DeMaio's narrow defeat was particularly stinging for the Log Cabin Republicans, whose executive director, Gregory Angelo, spent the last week of the campaign volunteering for the former San Diego city councilman and mayoral candidate. Allegations of sexual misconduct against DeMaio by two former staffers dominated headlines in the closing days of what Angelo called "the dirtiest, filthiest type of campaign that I have ever witnessed."

"I do wonder how significant those 11th hour smears were," Angelo said in a phone interview on Monday, referring to the claims that DeMaio exposed himself to multiple staffers in separate incidents. "Allegations such as these certainly do play into stereotypes that people have of gay individuals."

Yet allegations of inappropriate sexual behavior are hardly unique to gay candidates, and Angelo would not attribute DeMaio's loss to homophobia, saying he seeks to "avoid perpetuating a culture of victimhood" in gay people. Tisei's campaign in Massachusetts's sixth district was a much more conventional campaign, and he lost in part because the scandal-tarred Democrat that he nearly defeated in 2012, Representative John Tierney, lost in a primary this year before Tisei could have a rematch. Tisei instead faced Seth Moulton, an Iraq War veteran without Tierney's baggage, and the Democratic district reverted to form.

Despite the losses, Angelo claimed significant progress for the GOP in 2014. "The contribution that Mr. DeMaio and Mr. Tisei made just by running and running extremely competitive races is a game-changer in itself," he said. He also cited the strong support that both candidates received from House Republican leaders, who backed them financially and with district visits. It shows, Angelo said, "how far the Republican Party has come in just a span of a handful of years."
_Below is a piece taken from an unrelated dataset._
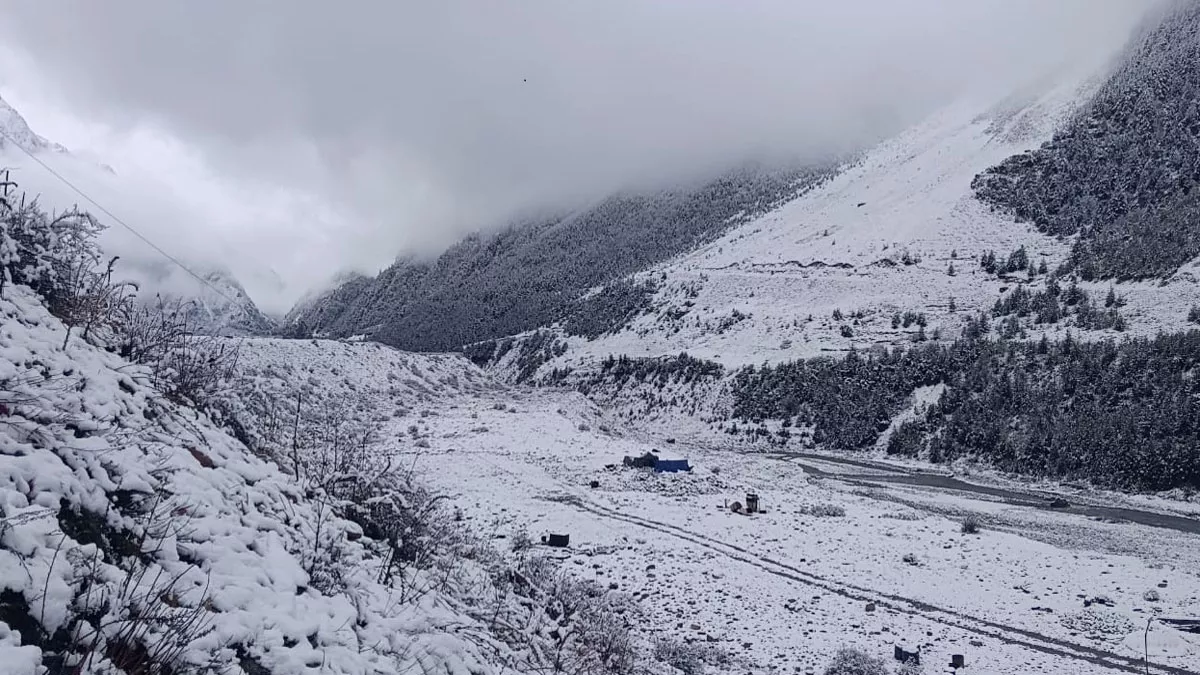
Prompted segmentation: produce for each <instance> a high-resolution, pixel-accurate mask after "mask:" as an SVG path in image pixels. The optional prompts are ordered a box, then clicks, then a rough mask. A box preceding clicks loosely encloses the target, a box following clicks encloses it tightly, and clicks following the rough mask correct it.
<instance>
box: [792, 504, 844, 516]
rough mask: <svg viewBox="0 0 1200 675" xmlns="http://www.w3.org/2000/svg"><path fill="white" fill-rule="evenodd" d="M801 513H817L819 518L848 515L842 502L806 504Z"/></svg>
mask: <svg viewBox="0 0 1200 675" xmlns="http://www.w3.org/2000/svg"><path fill="white" fill-rule="evenodd" d="M800 513H803V514H804V515H815V516H817V518H841V516H844V515H846V509H845V508H844V507H842V506H840V504H830V503H821V504H804V507H803V508H802V509H800Z"/></svg>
Still, the GOP will have to wait at least two more years to have an openly gay elected official on the federal level, and Angelo said it was clear from the Log Cabin's experiences on the ground that even in liberal Massachusetts and Southern California, there remains "some portion of the electorate" that won't vote for a gay candidate. "There still is homophobia that may not be alive and well," he said, "but is certainly alive."